The price of oil crashed to $45 per barrel in January the particular high of $115 in June 2014 as a result of surging output of US shale oil and lower than expected need in Asia. The downward manner in prices was further quick by the decision of the Organization from the Petroleum Exporting Countries (Opec), led backlight by Saudi Arabia, to resist entails it to curb supplies in some bid to protect prices.
As a result, carriers such as Royal Dutch Shell, BP and Statoil have been forced to shelve some of their costlier projects.
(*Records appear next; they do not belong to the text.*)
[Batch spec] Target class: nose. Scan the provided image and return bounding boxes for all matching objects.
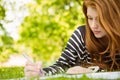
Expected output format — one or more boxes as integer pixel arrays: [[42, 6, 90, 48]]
[[92, 20, 98, 29]]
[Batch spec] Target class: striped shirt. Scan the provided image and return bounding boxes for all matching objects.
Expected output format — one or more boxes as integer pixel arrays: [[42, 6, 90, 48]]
[[43, 26, 90, 75]]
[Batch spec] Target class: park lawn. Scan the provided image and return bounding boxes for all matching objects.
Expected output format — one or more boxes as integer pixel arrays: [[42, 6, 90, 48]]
[[0, 67, 119, 80]]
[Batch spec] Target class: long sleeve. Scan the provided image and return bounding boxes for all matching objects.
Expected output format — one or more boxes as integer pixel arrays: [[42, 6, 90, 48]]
[[43, 26, 88, 75]]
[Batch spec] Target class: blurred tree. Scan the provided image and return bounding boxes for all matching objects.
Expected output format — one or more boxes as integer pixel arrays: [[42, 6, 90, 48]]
[[18, 0, 85, 65], [0, 0, 15, 62]]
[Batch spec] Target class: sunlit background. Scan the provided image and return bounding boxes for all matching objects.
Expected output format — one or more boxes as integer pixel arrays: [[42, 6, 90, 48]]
[[0, 0, 85, 67]]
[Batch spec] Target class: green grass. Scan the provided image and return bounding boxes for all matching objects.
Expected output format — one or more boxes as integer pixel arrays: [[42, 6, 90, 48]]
[[0, 67, 120, 80]]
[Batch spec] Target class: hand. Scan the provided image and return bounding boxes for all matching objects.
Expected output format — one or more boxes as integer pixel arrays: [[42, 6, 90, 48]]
[[24, 62, 44, 78]]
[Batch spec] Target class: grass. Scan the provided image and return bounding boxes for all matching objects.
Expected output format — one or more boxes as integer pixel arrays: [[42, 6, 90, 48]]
[[0, 67, 120, 80]]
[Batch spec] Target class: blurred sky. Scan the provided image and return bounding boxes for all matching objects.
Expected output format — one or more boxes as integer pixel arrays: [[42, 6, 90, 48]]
[[0, 0, 32, 40]]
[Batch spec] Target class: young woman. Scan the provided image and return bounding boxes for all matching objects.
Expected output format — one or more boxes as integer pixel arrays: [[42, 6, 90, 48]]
[[25, 0, 120, 77]]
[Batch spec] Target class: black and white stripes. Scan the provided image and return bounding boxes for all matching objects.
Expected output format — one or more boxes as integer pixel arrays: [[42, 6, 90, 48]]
[[43, 26, 90, 75]]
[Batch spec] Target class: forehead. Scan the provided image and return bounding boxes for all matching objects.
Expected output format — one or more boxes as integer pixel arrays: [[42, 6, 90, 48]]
[[87, 7, 98, 16]]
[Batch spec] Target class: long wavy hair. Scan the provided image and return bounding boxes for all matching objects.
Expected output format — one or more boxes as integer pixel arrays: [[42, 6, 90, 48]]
[[83, 0, 120, 70]]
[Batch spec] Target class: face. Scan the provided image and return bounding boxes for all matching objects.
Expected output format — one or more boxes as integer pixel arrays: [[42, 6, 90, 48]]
[[87, 7, 106, 38]]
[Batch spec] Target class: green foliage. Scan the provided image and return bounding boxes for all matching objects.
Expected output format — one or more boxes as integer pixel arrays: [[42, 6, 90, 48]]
[[0, 1, 16, 62], [0, 4, 5, 20], [18, 0, 85, 65]]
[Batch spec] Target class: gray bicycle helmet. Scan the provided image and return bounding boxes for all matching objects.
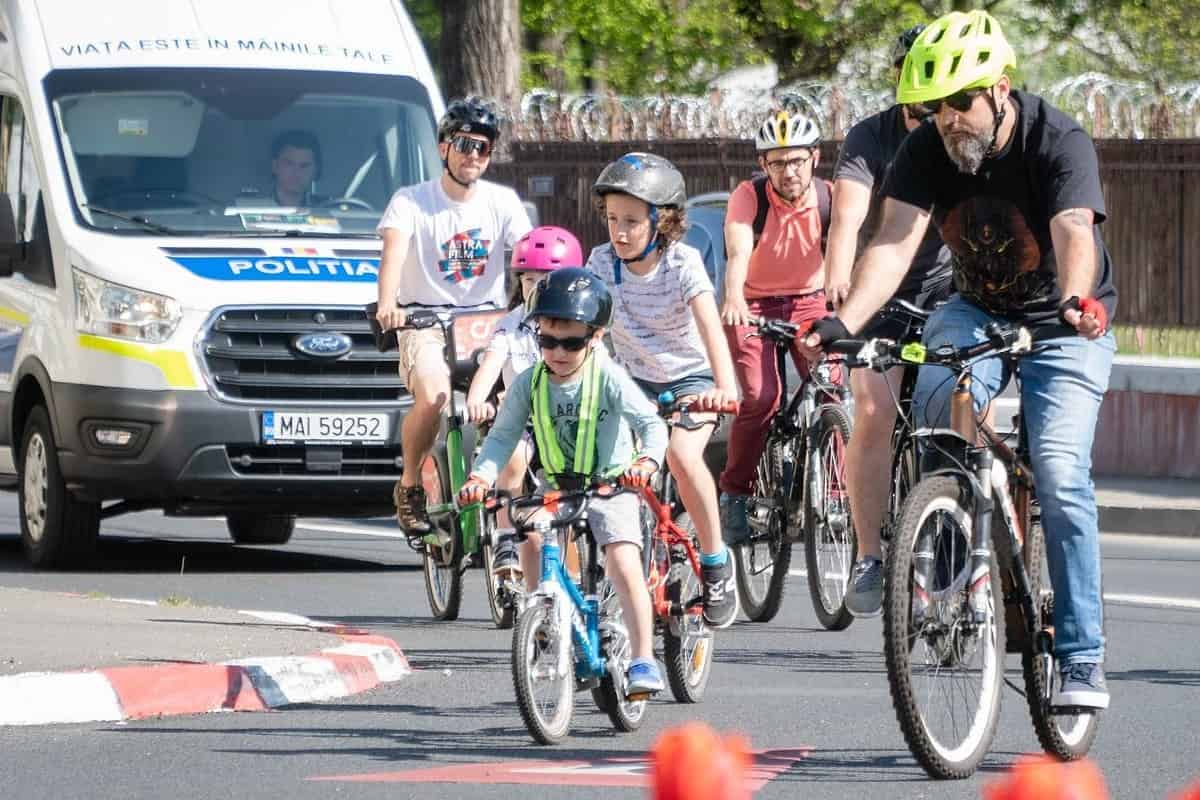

The exploration shows that at least $118bn of share has been hit, which is likely to put off future production by as much as 1 . five million barrels per day. This in turn may lead to a substantial rebound in the price of gel, said Rystad.
The report complies to a series of studies that have warned investment funds intensive FOSSIL iPhone 5 case fuel projects will possibly become stranded assets if the changover to some low carbon economy leads to tigher environmental regulations and reduced regarding fossil fuels.
The findings are made after a report from the Institute meant for Energy Economics and Financial Researching (IEEFA) yesterday showed how fossil fuel company stock prices have folded in recent years, concluding that the industry right away faces a "grim outlook" as a final result of tightening environmental legislation and adding stranded asset risks.
Moreover, the past saw the University of Oxford confirm it will not invest in coal and then tar sands as part of its moral policy to fight climate variation.